According to the Ministry of Foreign Affairs, more than 31,000 Moroccans are stranded abroad amid COVID-19 border closures.
Rabat – Morocco will repatriate today, May 30, hundreds of Moroccans stranded in Algeria, local media reported.
Moroccan authorities have arranged three flights operated by national air carrier Royal Air Maroc to bring back approximately 300 Moroccans who have been stuck in Algeria for over two months.
The soon-to-be-repatriated Moroccans have been staying in hotels in the Algerian capital, with the Moroccan embassy covering accommodation expenses.
The three flights will depart today from Algiers International Airport and land in Oujda-Angads Airport, in northeastern Morocco, according to the reports.
According to several Moroccans stranded in Algeria, the Moroccan consular services in Algeria notified the nationals of the upcoming flights on Friday, May 29, after receiving an urgent notification from Rabat.
The same sources assert that Moroccan authorities have presented a list containing the names of at least 300 nationals stuck in Algeria to Algerian authorities.

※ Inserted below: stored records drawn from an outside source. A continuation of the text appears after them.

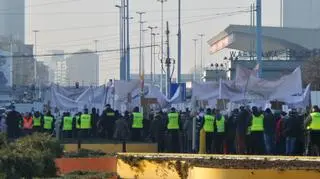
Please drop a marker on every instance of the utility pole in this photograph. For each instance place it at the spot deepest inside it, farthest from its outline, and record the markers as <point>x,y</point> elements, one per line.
<point>195,59</point>
<point>35,61</point>
<point>179,43</point>
<point>259,37</point>
<point>162,51</point>
<point>124,36</point>
<point>168,64</point>
<point>96,63</point>
<point>122,60</point>
<point>140,42</point>
<point>152,52</point>
<point>201,51</point>
<point>128,41</point>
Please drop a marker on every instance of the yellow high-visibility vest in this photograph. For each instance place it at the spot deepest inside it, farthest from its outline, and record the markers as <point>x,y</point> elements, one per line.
<point>47,120</point>
<point>110,114</point>
<point>257,123</point>
<point>36,121</point>
<point>85,121</point>
<point>220,125</point>
<point>315,121</point>
<point>173,121</point>
<point>137,122</point>
<point>208,123</point>
<point>67,123</point>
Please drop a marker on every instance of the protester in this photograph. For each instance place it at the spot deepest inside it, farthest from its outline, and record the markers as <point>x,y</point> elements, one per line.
<point>269,126</point>
<point>27,124</point>
<point>291,128</point>
<point>257,132</point>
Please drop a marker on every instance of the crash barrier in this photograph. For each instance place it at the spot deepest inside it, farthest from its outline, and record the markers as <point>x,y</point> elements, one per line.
<point>113,147</point>
<point>185,166</point>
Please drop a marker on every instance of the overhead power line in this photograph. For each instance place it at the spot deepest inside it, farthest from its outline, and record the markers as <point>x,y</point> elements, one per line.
<point>74,53</point>
<point>155,20</point>
<point>42,4</point>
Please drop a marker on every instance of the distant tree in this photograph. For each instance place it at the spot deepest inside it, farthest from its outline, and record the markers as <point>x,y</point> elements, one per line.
<point>311,72</point>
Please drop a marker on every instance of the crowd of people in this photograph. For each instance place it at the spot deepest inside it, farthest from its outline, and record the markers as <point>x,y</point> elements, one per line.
<point>243,131</point>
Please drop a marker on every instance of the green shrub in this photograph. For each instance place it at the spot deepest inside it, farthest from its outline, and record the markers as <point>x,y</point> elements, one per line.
<point>88,175</point>
<point>30,156</point>
<point>84,153</point>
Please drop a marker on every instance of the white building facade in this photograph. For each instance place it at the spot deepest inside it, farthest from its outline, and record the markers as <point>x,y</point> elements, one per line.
<point>60,75</point>
<point>301,13</point>
<point>12,19</point>
<point>83,67</point>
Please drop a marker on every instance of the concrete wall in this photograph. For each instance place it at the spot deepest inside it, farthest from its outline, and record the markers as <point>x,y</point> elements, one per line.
<point>12,20</point>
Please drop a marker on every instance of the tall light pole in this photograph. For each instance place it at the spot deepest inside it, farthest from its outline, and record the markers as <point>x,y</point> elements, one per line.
<point>35,54</point>
<point>128,41</point>
<point>121,50</point>
<point>152,59</point>
<point>162,55</point>
<point>140,44</point>
<point>154,54</point>
<point>259,37</point>
<point>35,62</point>
<point>96,63</point>
<point>179,43</point>
<point>201,51</point>
<point>195,59</point>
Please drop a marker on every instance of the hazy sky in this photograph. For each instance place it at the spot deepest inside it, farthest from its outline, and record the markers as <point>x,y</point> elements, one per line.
<point>71,25</point>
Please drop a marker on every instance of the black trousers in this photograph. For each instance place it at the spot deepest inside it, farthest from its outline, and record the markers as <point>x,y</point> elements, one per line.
<point>209,142</point>
<point>136,134</point>
<point>219,143</point>
<point>313,147</point>
<point>67,134</point>
<point>257,145</point>
<point>173,143</point>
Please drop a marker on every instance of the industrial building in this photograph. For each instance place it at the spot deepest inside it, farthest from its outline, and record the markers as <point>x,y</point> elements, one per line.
<point>12,19</point>
<point>284,48</point>
<point>83,67</point>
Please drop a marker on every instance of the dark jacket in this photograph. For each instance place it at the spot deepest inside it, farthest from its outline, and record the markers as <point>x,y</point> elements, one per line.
<point>122,131</point>
<point>292,125</point>
<point>243,121</point>
<point>269,123</point>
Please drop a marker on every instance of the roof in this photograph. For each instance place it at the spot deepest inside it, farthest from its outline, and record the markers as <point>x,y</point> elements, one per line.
<point>242,37</point>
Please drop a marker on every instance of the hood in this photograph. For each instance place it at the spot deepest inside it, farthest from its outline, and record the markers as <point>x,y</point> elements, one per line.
<point>218,117</point>
<point>256,113</point>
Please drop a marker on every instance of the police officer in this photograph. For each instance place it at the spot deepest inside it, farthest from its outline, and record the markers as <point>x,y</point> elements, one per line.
<point>107,122</point>
<point>76,124</point>
<point>209,129</point>
<point>67,125</point>
<point>136,124</point>
<point>219,127</point>
<point>173,127</point>
<point>48,121</point>
<point>257,132</point>
<point>85,123</point>
<point>312,124</point>
<point>37,122</point>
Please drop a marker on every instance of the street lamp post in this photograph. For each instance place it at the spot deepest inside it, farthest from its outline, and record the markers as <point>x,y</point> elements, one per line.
<point>152,59</point>
<point>201,51</point>
<point>162,55</point>
<point>122,60</point>
<point>195,59</point>
<point>97,63</point>
<point>154,54</point>
<point>35,61</point>
<point>140,42</point>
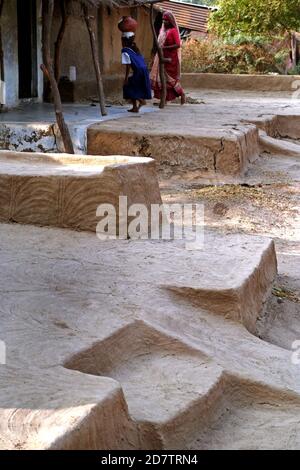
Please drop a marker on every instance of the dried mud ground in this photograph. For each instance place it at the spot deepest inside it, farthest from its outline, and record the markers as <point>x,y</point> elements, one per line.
<point>267,203</point>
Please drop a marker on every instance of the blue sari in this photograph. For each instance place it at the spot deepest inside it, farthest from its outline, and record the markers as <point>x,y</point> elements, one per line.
<point>138,86</point>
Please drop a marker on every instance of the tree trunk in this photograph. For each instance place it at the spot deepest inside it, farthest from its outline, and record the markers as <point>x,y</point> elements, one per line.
<point>161,62</point>
<point>91,26</point>
<point>47,68</point>
<point>58,45</point>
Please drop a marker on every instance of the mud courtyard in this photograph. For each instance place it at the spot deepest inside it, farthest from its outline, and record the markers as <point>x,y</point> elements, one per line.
<point>142,344</point>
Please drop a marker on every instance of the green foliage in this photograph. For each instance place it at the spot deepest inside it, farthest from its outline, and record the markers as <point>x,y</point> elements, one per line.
<point>238,56</point>
<point>255,17</point>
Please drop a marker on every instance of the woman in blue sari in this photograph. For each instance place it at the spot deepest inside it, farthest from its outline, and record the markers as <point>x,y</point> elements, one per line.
<point>137,87</point>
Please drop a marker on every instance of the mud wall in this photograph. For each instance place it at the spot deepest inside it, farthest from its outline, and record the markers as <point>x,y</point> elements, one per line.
<point>9,24</point>
<point>76,49</point>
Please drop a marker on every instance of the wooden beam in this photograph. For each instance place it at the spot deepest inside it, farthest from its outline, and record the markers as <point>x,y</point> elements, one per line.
<point>90,21</point>
<point>47,68</point>
<point>161,62</point>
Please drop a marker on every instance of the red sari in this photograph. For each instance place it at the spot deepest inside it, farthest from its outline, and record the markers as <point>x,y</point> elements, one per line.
<point>168,37</point>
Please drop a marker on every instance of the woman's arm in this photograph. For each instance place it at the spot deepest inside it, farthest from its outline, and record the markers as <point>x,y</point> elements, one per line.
<point>127,71</point>
<point>173,46</point>
<point>173,36</point>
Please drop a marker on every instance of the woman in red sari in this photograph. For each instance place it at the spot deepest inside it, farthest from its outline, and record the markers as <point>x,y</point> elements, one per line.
<point>169,41</point>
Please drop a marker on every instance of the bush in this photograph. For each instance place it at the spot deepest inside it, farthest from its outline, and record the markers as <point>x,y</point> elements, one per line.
<point>236,55</point>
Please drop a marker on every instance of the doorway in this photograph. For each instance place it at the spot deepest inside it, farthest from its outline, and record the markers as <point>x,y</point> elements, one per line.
<point>27,48</point>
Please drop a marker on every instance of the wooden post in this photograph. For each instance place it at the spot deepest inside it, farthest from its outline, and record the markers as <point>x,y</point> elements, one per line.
<point>47,68</point>
<point>58,44</point>
<point>91,26</point>
<point>161,62</point>
<point>1,45</point>
<point>294,49</point>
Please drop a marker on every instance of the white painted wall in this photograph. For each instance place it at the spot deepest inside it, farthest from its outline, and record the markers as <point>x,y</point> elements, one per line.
<point>10,47</point>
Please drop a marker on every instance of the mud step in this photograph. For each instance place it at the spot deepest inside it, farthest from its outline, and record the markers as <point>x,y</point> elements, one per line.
<point>64,191</point>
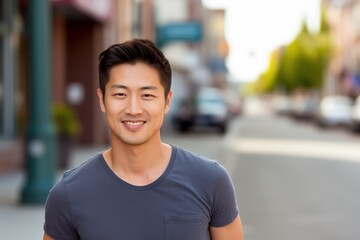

The three flights would be the first in a series of air liaisons to bring home Moroccans stuck in Algeria. While the first flights will only repatriate nationals stranded in Algiers, future flights are expected to bring back Moroccans staying in other districts, including Oran, in northwestern Algeria.
After their arrival to Morocco, the repatriated citizens will spend nine days in quarantine to prevent any potential contaminations with COVID-19. Quarantine will take place in hotels and tourist resorts of Saidia, a beach town near Oujda.
In mid-May, the coastal town served as a place of quarantine for approximately 500 Moroccans repatriated from the nearby Spanish enclave of Melilla.
The number of soon-to-be-repatriated Moroccans matches the figure presented by Minister of Health Khalid Ait Taleb during his announcement of the beginning of a progressive repatriation process for Moroccans stranded abroad.
On May 28, Ait Taleb said Morocco will begin the repatriation of 300 Moroccans per week, placing them in quarantine for nine days after arrival.
Later on the same day, the minister declared that his words were taken out of context and that 300 was only a preliminary number that would increase gradually depending on the epidemiological situation in Morocco.
On March 16, Morocco suspended all international flights, leaving hundreds of thousands of foreign tourists stranded in the country and tens of thousands of Moroccans stuck in foreign countries.
While Moroccan authorities facilitated the repatriation of many of the foreigners who were left stranded in Morocco, they did not start moving to repatriate Moroccans stuck abroad until recently, after over two months from the borders closure.
According to the latest update from Morocco’s Ministry of Foreign Affairs, more than 31,000 Moroccans are stranded abroad and have declared their wish to come back home.
While Morocco did not yet announce its full strategy to repatriate its citizens, the repatriation of Moroccans stuck in Algeria could be the start of a large-scale operation.